I am healing the past, my past mistakes and suffering, some not of my own making, but reading Return to Love by Marianne Williamson again, but for the first time really understanding because of my study for years now of A Course in Miracles.
I know now what I would have done in retrospect, yet I know why I felt the way I did.
I am talking about the summer of 1996, one of the most difficult times in my life, not to mention '99 - 2000 and 2003. As I have said before, there in Boulder Colorado, this was the only book in my possession, and all I owned was in my car. I was crashing at a friend's. As I study this book more closely now, I regret that although I was trying to read it there, I was just too sick, too depressed, grieving really.
One notable thing that occurred that year, among many, was that finally I went to India, and I went for the wrong reasons. In many ways, I wish I had not gone, but at least I managed to keep my job through all these changes and going from here to there and back again. Unfortunately, I let my ex have the kids for awhile, and that was especially hard for me with my younger boy, because he was still quite little at the time, six going on seven until he was almost nine. This is my greatest regret in life, but I realize other women have had similar scenarios. This is another thing, which I really want to heal, and a huge part of my reading Return to Love again, with my heart wide open, for once seeing through the Holy Spirit, seeing differently with God's help, seeing clearly. I am healthy now, so much more healthy, and I am getting healthier each day with the grace of God. I am learning to forgive myself.
The following Autumn in India, Arnavas, being very enlightened, said one thing to me that was very Course in Miracles, although neither she or I knew that. I wanted, or thought I wanted, to marry this real jerk. I told her. She said, "go to Baba's bed and say," "I want to marry... do Your will." And I did. I ended up spending a lot more time with that man, but fortunately I never legally married him. I have only been married once by law, and that was to the father of my children.
Sometimes, I wish my ex-husband's wife was not so threatened by me. I am not a threat. I cannot have anything to do with him, not even conversations about our kids, because she feels it is inappropriate. He would, but I am respecting her wishes. Marianne Williamson says that when you are this jealous, you are preventing the healing between a man and a woman. I agree with this. My boyfriend Alan, who died last fall, was friends with his ex-wife. It bothered me, I suppose, but in retrospect of him dying, and for his children's sake, and their healing, his and his wife's, I am glad for them. It was a good thing. Perhaps my ego did not like it, and perhaps I was threatened, but God has helped me to see things differently, and even while Alan was alive, I learned to deal with that.

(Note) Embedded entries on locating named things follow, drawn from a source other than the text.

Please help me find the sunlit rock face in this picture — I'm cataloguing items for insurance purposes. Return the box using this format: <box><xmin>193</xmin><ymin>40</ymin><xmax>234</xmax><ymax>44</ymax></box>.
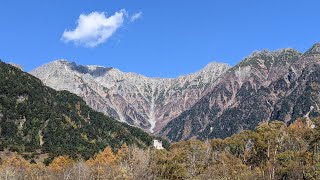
<box><xmin>31</xmin><ymin>60</ymin><xmax>230</xmax><ymax>133</ymax></box>
<box><xmin>160</xmin><ymin>44</ymin><xmax>320</xmax><ymax>141</ymax></box>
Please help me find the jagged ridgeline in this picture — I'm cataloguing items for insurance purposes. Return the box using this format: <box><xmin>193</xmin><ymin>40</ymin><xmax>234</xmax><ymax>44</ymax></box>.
<box><xmin>160</xmin><ymin>43</ymin><xmax>320</xmax><ymax>141</ymax></box>
<box><xmin>0</xmin><ymin>61</ymin><xmax>153</xmax><ymax>158</ymax></box>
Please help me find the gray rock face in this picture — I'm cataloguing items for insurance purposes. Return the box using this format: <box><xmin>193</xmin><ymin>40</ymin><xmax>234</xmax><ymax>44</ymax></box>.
<box><xmin>31</xmin><ymin>60</ymin><xmax>230</xmax><ymax>132</ymax></box>
<box><xmin>160</xmin><ymin>44</ymin><xmax>320</xmax><ymax>141</ymax></box>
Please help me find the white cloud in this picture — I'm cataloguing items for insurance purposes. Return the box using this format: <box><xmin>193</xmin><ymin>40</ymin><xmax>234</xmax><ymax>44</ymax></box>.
<box><xmin>62</xmin><ymin>9</ymin><xmax>127</xmax><ymax>47</ymax></box>
<box><xmin>130</xmin><ymin>12</ymin><xmax>142</xmax><ymax>22</ymax></box>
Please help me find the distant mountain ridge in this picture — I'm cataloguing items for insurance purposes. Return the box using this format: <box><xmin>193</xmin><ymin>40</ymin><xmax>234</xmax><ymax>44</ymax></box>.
<box><xmin>160</xmin><ymin>43</ymin><xmax>320</xmax><ymax>141</ymax></box>
<box><xmin>31</xmin><ymin>43</ymin><xmax>320</xmax><ymax>141</ymax></box>
<box><xmin>0</xmin><ymin>61</ymin><xmax>154</xmax><ymax>159</ymax></box>
<box><xmin>31</xmin><ymin>60</ymin><xmax>230</xmax><ymax>132</ymax></box>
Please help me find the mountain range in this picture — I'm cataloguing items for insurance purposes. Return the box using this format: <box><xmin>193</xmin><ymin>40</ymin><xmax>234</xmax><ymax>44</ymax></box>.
<box><xmin>31</xmin><ymin>60</ymin><xmax>230</xmax><ymax>133</ymax></box>
<box><xmin>0</xmin><ymin>61</ymin><xmax>155</xmax><ymax>159</ymax></box>
<box><xmin>30</xmin><ymin>43</ymin><xmax>320</xmax><ymax>141</ymax></box>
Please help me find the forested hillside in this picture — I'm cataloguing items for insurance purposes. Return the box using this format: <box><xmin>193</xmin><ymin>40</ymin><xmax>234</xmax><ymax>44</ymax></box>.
<box><xmin>0</xmin><ymin>61</ymin><xmax>156</xmax><ymax>160</ymax></box>
<box><xmin>0</xmin><ymin>118</ymin><xmax>320</xmax><ymax>180</ymax></box>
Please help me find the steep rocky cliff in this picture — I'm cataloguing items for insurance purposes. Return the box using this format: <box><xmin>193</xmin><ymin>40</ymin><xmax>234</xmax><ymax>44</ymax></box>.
<box><xmin>31</xmin><ymin>60</ymin><xmax>229</xmax><ymax>132</ymax></box>
<box><xmin>160</xmin><ymin>44</ymin><xmax>320</xmax><ymax>141</ymax></box>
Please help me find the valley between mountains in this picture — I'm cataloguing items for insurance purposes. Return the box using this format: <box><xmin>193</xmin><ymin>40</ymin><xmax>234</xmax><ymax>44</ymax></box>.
<box><xmin>30</xmin><ymin>43</ymin><xmax>320</xmax><ymax>141</ymax></box>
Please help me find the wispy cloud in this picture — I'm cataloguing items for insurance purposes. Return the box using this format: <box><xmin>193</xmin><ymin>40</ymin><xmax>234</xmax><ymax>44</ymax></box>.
<box><xmin>130</xmin><ymin>11</ymin><xmax>142</xmax><ymax>22</ymax></box>
<box><xmin>62</xmin><ymin>9</ymin><xmax>127</xmax><ymax>47</ymax></box>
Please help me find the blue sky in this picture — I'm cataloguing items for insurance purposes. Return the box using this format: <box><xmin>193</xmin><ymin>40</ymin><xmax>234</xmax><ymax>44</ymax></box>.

Getting back to Boulder in '96, when I was thirty-four years old, I could have let go of a bad relationship and moved on, I could have avoided a lot of suffering, but I did not. Still, now I feel I can let the past go, and am thankful that I am finally ready to heal, and see through the Holy Spirit rather than my ego. I must have known that ACIM would be my path some day, because I had that one precious book, Return to Love.